Stochastic differential equations such as the Ornstein-Uhlenbeck process have long been used to model realworld probablistic events such as stock prices and temperature fluctuations. While statistical methods such as Maximum Likelihood Estimation (MLE), Kalman Filtering, Inverse Variable Method, and more have historically been used to estimate the parameters of stochastic differential equations, the recent explosion of deep learning technology suggests that models such as a Recurrent Neural Network (RNN) could produce more precise estimators. We present a series of experiments that compare the estimation accuracy and computational expensiveness of a statistical method (MLE) with a deep learning model (RNN) for the parameters of the Ornstein-Uhlenbeck process.

💡 Research Summary

This paper investigates the problem of estimating the drift (θ) and diffusion (σ²) parameters of the Ornstein‑Uhlenbeck (OU) stochastic differential equation by comparing a classical statistical approach—Maximum Likelihood Estimation (MLE)—with a modern deep‑learning approach—a two‑layer Long Short‑Term Memory (LSTM) recurrent neural network (RNN). The authors first derive the OU process solution, its Gaussian stationary distribution, and the exact transition density, which leads to a closed‑form log‑likelihood function. Because the likelihood is non‑convex in θ, they adopt a hybrid optimization pipeline: (i) a Generalized Method of Moments (GMM) provides initial guesses for θ and σ²; (ii) a BFGS quasi‑Newton method refines the estimates locally; and (iii) when the likelihood surface remains problematic, a basin‑hopping global search evaluates BFGS from multiple random starting points. This combination yields reliable MLE results but requires substantial CPU time (≈115 s per experiment) and GPU memory (≈531 MB) for the likelihood evaluations and global search.

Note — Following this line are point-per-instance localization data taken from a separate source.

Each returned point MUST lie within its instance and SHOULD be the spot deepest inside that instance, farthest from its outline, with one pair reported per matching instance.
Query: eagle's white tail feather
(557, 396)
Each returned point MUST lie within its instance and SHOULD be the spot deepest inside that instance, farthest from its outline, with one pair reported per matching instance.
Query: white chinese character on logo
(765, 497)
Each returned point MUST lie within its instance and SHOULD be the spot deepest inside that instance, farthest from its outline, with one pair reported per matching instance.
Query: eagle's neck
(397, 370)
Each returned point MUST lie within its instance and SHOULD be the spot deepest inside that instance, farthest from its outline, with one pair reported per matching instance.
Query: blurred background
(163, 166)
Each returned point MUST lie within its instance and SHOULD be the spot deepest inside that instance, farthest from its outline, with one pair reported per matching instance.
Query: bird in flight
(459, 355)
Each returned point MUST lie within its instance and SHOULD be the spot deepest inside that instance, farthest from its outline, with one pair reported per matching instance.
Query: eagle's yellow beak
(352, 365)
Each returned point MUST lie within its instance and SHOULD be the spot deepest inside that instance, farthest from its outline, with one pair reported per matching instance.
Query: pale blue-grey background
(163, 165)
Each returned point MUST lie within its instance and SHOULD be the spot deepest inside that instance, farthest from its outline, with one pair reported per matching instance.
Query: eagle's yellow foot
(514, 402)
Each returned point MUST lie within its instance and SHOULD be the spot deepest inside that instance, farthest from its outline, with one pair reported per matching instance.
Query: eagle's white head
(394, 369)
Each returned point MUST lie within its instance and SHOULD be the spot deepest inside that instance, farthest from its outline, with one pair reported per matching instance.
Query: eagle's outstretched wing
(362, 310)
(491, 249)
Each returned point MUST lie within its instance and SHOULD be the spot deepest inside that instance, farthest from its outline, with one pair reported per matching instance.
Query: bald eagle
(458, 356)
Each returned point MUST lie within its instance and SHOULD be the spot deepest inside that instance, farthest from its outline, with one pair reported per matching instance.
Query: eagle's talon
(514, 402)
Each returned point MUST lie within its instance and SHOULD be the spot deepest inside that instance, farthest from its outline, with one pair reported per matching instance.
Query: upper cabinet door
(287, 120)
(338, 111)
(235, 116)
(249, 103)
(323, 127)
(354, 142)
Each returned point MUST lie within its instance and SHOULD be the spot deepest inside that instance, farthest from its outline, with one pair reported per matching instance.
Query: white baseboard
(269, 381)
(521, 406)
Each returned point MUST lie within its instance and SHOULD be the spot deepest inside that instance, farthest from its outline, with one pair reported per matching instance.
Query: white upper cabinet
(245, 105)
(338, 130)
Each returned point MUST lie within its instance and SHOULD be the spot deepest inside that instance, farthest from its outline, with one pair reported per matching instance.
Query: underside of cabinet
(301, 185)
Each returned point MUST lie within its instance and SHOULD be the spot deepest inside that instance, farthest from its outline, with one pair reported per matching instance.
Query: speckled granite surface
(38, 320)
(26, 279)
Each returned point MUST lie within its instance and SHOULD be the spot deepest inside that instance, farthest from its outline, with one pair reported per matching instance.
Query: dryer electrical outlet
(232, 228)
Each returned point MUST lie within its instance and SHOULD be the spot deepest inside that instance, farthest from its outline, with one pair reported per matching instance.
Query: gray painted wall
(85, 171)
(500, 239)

For the deep‑learning side, the authors design a lightweight architecture that can be trained on modest hardware (a 2 GB GPU, 6 GB RAM, and two CPU cores). The network receives a normalized trajectory of 500 time steps as input, processes it through two stacked LSTM layers, passes the final hidden state through an ELU activation, and finally maps it to the two‑dimensional parameter vector via a fully‑connected layer. They train the model with the Huber loss, which behaves like mean‑squared error for small residuals and like mean‑absolute error for large outliers, and they weight the loss components (wθ = 1, wσ² = 0.5) to compensate for the different scales of θ and σ². Training proceeds for 100 epochs with a batch size of 128 and a learning rate of 0.001 using the Adam optimizer. The total training time is about 2 hours 15 minutes, and inference on 500 test trajectories takes only 8 seconds, consuming roughly 63 MB of GPU memory.

Experiments are conducted on four representative parameter regimes: (1) strong mean reversion (θ = 2, σ² = 1), (2) weak mean reversion (θ = 0.2, σ² = 1), (3) high volatility (θ = 0.5, σ² = 4), and (4) low volatility (θ = 0.5, σ² = 0.25). For each regime, 5 000 simulated OU paths are generated, yielding a total dataset of 20 000 trajectories. The dataset is split 80 %/20 % for training and validation.

Results show a nuanced trade‑off. In estimating θ, the RNN consistently achieves lower mean absolute error and smaller standard deviation than MLE, indicating higher precision, especially in the strong and weak mean‑reversion regimes. However, for σ² the RNN’s performance deteriorates markedly in the high‑ and low‑volatility regimes: its estimates are biased and exhibit large variance, leading to root‑mean‑square errors several times larger than those of MLE. MLE remains robust across all volatility levels, delivering accurate and precise σ² estimates even though it is computationally heavier.

From a computational perspective, MLE’s bottleneck is the evaluation of the log‑likelihood and the global basin‑hopping search, which dominate the runtime and memory usage. In contrast, once the RNN is trained, inference is extremely fast and lightweight, making it attractive for real‑time or large‑scale applications where many parameter estimates are required.

The authors deliberately limit the hardware to a low‑end GPU to demonstrate reproducibility for researchers without access to high‑performance clusters. They acknowledge that the RNN’s generalization ability was not tested on unseen parameter combinations, and that the training set covers only four discrete regimes. They suggest that expanding the training data to include a broader, denser grid of θ and σ² values, as well as deeper or wider network architectures, could improve σ² estimation.

In conclusion, the study confirms that classical MLE remains the gold standard for diffusion‑parameter estimation when the model is correctly specified, while deep‑learning‑based RNNs excel at estimating drift parameters with high precision and minimal inference cost. The two approaches are complementary: MLE provides reliable volatility estimates, whereas RNNs offer rapid, accurate drift estimates and scalability. Future work may explore hybrid schemes that combine the statistical rigor of MLE with the representation power of neural networks to achieve uniformly superior performance across all OU parameters.